Shellac is a resin excreted by the Lac beetle larvae as they pupate. It is used as a sealer to close off the pores of the wood and then if wanted subsequent layers can be built up to a very high gloss shine (french polishing). It can be put on as just a couple of layers and then basically any finishing agent you want can then be put on top. It is a little more durable and heat resistant than wax alone. I suggested using blonde shellac as it would be the type to least likely cause a colour change in the piece, meaning it would blend in/compliment the more modern oak furniture you said you would be thining of using it with. Personally if you are thinking of a change in colour/shade etc then for me i would consider using a dye rather than a stain as this would enable you to get a closer colour match on any subsequent furniture pieces you may get as well.
As for the dark stains, if it's on a solid wood part rather than a veneered part, with your current skill level ( not cheek intended) to save risking damage may i suggest you use a card scraper to gently remove it, remembering not to concentrate just on the stains but to cover a wide border around it to avoid creating divits.
HTH

edit:
If you want a really great shine withoug the hours of practice at FP, then try using Halfords 2 pack laquer (guess where the name comes from) This is the clear coat that is put on top of car paint to make it shiny. Spray it on in thin coats, 5/6 thin is better than 1/2 thick. The added advantage is that it is very tough and heat resitant and waterproof


----------



## Droogs (4 Nov 2015)

ooh, quick ques Tom. Do you have central heating? if you do then I would advise you to give the inside faces at least one coat as well to help stabilize the unit and avoid any warpage/splitting probs as it acclimatises to your gaff


----------



## Tom61 (4 Nov 2015)

Thanks Droogs, very informative and helpful.
Just watched a video of how to use a card scraper.
I'll get one today, if for no other reason than the finish is like glass!
Very impressed.
I like the idea of the dye. Said to the wife last night, I think I'm getting the bug for doing old furniture.
Can't wait to find other pieces to do.
Who knows, in 40 years I may know enough to stop pestering you guys!

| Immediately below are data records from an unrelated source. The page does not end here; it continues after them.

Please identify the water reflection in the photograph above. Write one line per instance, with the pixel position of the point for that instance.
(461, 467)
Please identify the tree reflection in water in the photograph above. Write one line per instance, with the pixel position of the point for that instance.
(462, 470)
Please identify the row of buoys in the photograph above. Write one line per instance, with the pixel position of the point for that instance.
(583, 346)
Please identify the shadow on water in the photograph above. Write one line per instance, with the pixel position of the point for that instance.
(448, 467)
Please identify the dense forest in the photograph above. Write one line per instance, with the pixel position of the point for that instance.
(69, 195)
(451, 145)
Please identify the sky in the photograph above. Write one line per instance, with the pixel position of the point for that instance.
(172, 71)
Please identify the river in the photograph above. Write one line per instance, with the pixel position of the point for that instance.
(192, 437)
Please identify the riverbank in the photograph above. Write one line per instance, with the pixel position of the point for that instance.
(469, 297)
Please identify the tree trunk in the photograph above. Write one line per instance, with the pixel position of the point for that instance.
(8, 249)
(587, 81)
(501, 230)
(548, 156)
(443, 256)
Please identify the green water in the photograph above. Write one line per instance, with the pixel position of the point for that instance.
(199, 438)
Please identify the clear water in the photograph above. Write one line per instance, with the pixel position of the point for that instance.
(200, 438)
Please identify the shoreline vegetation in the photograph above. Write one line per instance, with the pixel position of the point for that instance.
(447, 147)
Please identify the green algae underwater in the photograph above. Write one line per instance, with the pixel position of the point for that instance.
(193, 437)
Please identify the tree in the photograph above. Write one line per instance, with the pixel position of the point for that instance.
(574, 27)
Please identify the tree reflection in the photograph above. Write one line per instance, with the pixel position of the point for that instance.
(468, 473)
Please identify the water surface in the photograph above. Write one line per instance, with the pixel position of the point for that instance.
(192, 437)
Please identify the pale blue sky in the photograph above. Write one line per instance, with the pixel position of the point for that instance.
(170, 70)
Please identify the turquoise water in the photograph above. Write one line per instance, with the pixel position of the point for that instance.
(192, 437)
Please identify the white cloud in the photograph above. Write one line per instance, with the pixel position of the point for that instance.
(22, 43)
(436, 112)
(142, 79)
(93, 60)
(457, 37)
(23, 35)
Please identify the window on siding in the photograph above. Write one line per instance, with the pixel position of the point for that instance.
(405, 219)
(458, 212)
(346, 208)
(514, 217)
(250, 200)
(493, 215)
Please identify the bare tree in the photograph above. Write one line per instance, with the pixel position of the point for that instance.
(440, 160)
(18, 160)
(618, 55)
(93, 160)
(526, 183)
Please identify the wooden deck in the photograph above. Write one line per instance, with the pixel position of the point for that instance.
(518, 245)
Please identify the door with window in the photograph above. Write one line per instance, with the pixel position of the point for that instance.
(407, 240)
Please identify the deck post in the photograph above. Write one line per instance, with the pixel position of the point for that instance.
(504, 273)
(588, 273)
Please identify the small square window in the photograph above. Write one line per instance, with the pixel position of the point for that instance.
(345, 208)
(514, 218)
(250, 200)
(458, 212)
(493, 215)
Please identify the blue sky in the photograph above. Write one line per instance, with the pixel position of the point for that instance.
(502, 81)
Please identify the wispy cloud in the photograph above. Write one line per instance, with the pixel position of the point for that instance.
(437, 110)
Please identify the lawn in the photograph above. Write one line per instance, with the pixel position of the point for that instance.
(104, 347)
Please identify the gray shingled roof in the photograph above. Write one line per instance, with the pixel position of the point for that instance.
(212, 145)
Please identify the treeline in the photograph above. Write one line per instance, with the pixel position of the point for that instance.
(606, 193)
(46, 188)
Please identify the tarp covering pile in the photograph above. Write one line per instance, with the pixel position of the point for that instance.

The black marks I Googled, and found they lift out easily with Oxalic acid.
Trouble is, I can only find it online.
I want it now!
Does anyone know where it can be bought on the High Street, or some cleaning product that contains it?

BTW Droogs, I was giving the unit a coat everywhere, but not for the reasons you mentioned.
It's to try and get rid of the smell.
But, nice to know it'll help avoid the problems you mentioned.
2 birds, and all that.

Many thanks,
Tom


----------



## Droogs (4 Nov 2015)

you can get it at b&q if need be just look for decking cleaner


----------



## MusicMan (6 Nov 2015)

A dye will help change the colour effectively. But a stain will bring out the wood grain much better, especially in oak. I think this is because it is preferentially absorbed by the softer bits of the grain. Try on the underside of the top or the back of the riser before committing?

Keith


----------



## Tom61 (6 Nov 2015)

Ordered Oxalic acid from Ebay.
My scrapers don't come until next week anyway so may as well wait.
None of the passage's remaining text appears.